FSD-CAP: Fractional Subgraph Diffusion with Class-Aware Propagation for Graph Feature Imputation¶
Conference: ICLR 2026
OpenReview: https://openreview.net/forum?id=LAr64ymrMJ
Code: https://github.com/ssjcode/FSD-CAP
Area: Graph Learning / Graph Feature Imputation
Keywords: Missing Feature Imputation, Diffusion Propagation, Fractional Diffusion, Subgraph Expansion, Class-Aware Propagation, GNN
TL;DR¶
To address graph node feature imputation under extreme sparsity (up to 99.5% missing rate), FSD-CAP utilizes a fractional diffusion operator with adjustable "sharpness" for locally adaptive propagation, suppresses error accumulation via progressive subgraph diffusion expanding outward from observed nodes, and injects semantic structure through class-aware propagation driven by pseudo-labels and neighborhood entropy. The imputed features allow GCNs to approach or even exceed the performance of models trained on complete features in node classification and link prediction tasks.
Background & Motivation¶
Background: GNNs assume node features are fully observed to effectively aggregate information from neighbors. However, in real-world scenarios, node attributes are often missing on a large scale due to privacy constraints, sensor failures, or incomplete collection. High missing rates directly disrupt message passing and significantly degrade model performance.

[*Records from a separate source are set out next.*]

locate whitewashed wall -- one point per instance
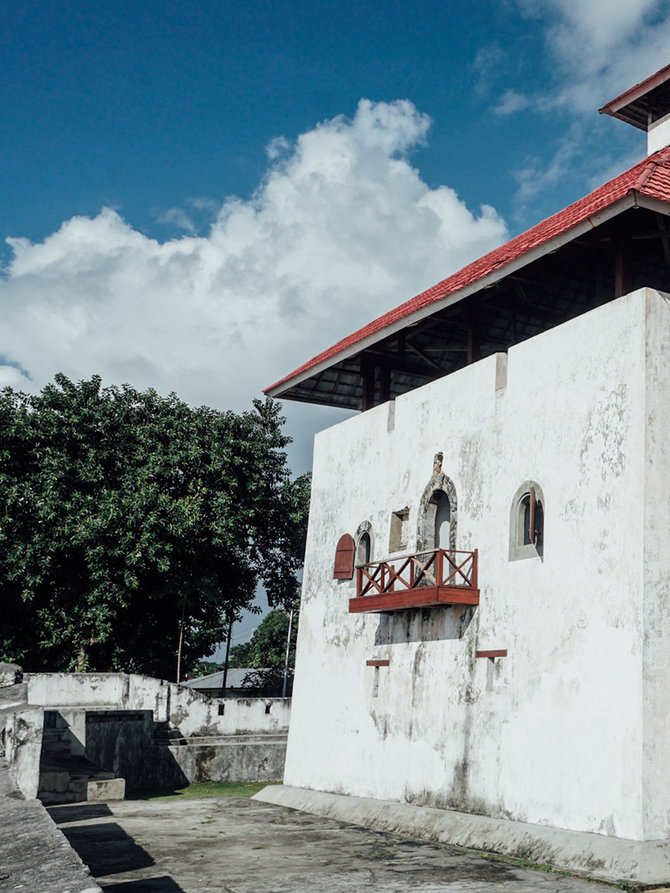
(191, 712)
(571, 729)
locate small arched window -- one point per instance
(363, 540)
(527, 522)
(344, 558)
(363, 550)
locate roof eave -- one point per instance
(614, 106)
(599, 217)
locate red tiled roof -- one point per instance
(650, 177)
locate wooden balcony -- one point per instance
(421, 580)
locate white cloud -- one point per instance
(600, 48)
(341, 229)
(511, 102)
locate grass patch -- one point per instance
(537, 866)
(199, 790)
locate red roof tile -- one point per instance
(650, 177)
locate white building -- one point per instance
(502, 647)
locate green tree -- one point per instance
(126, 517)
(267, 646)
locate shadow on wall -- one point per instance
(424, 625)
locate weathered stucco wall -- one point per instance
(571, 728)
(22, 744)
(187, 710)
(242, 758)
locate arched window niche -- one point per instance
(438, 512)
(526, 523)
(363, 540)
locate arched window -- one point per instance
(442, 519)
(344, 558)
(438, 511)
(527, 522)
(363, 540)
(363, 549)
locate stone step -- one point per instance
(72, 779)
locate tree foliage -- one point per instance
(124, 514)
(267, 646)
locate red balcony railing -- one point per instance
(420, 580)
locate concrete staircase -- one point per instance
(67, 777)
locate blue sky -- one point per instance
(144, 107)
(200, 196)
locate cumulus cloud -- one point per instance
(597, 48)
(511, 102)
(341, 229)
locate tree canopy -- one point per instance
(125, 515)
(267, 646)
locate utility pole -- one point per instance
(225, 663)
(288, 649)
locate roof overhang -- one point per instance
(644, 103)
(353, 347)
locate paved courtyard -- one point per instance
(244, 846)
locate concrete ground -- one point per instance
(245, 846)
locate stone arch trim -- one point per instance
(425, 536)
(364, 527)
(517, 549)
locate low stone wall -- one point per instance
(240, 758)
(21, 732)
(193, 714)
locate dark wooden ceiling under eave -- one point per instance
(627, 252)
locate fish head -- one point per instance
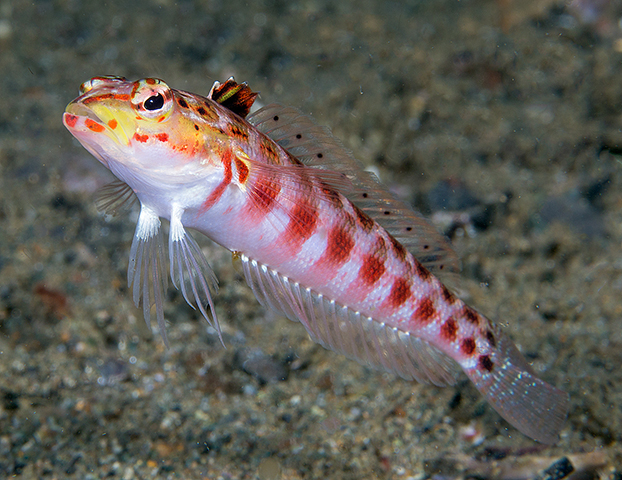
(145, 128)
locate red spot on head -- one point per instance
(302, 224)
(485, 363)
(332, 196)
(236, 131)
(425, 311)
(339, 246)
(371, 270)
(71, 120)
(449, 329)
(400, 291)
(422, 272)
(269, 151)
(215, 195)
(94, 126)
(398, 248)
(141, 138)
(468, 346)
(470, 315)
(242, 169)
(264, 192)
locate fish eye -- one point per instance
(155, 102)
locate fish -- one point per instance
(320, 239)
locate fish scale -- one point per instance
(320, 240)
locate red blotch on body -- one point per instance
(71, 120)
(94, 126)
(339, 246)
(364, 220)
(264, 193)
(468, 346)
(371, 270)
(141, 138)
(400, 291)
(449, 329)
(425, 311)
(242, 169)
(302, 224)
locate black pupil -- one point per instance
(154, 102)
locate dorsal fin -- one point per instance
(237, 97)
(316, 147)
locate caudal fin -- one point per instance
(534, 407)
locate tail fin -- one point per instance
(508, 383)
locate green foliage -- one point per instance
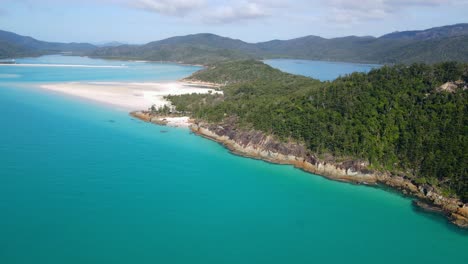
(394, 117)
(430, 46)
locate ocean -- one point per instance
(86, 183)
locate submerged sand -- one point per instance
(130, 96)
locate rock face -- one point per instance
(256, 144)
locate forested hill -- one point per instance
(13, 45)
(408, 120)
(430, 46)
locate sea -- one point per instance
(82, 182)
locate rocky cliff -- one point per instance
(256, 144)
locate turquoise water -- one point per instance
(322, 70)
(82, 183)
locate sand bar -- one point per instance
(129, 96)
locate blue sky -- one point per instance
(141, 21)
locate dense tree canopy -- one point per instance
(395, 117)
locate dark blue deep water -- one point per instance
(83, 183)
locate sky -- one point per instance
(142, 21)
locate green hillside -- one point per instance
(397, 118)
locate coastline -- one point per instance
(256, 145)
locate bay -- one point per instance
(85, 183)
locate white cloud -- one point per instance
(169, 7)
(234, 13)
(351, 11)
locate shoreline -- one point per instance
(427, 198)
(129, 96)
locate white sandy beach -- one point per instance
(130, 96)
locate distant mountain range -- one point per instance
(430, 46)
(14, 45)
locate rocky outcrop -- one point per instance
(258, 145)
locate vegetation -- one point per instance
(429, 46)
(13, 45)
(397, 118)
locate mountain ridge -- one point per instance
(446, 42)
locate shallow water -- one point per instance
(84, 183)
(321, 70)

Limitations of Prior Work: Existing mainstream methods for imputing missing features generally fall into two categories, both of which fail under extreme sparsity:
- Latent Space / Generative Methods (e.g., ITR, ASD-VAE, SAT): These rely on modeling the distribution of correlation between features and structure. While effective at moderate missing rates, they collapse as sparsity increases, sometimes performing worse than naive baselines like "zero-filling" or "mean-filling," and are prone to Out-of-Memory (OOM) issues on large graphs.
- Diffusion-based Methods (e.g., FP, PCFI): These are lightweight, parameter-free, and more robust to high missing rates. However, they apply uniform propagation across all nodes without distinguishing local structures or propagation order. Reliable signals from nearby nodes are underutilized, while unreliable signals from afar are mixed in indiscriminately, leading to over-smoothing and reduced discriminative power.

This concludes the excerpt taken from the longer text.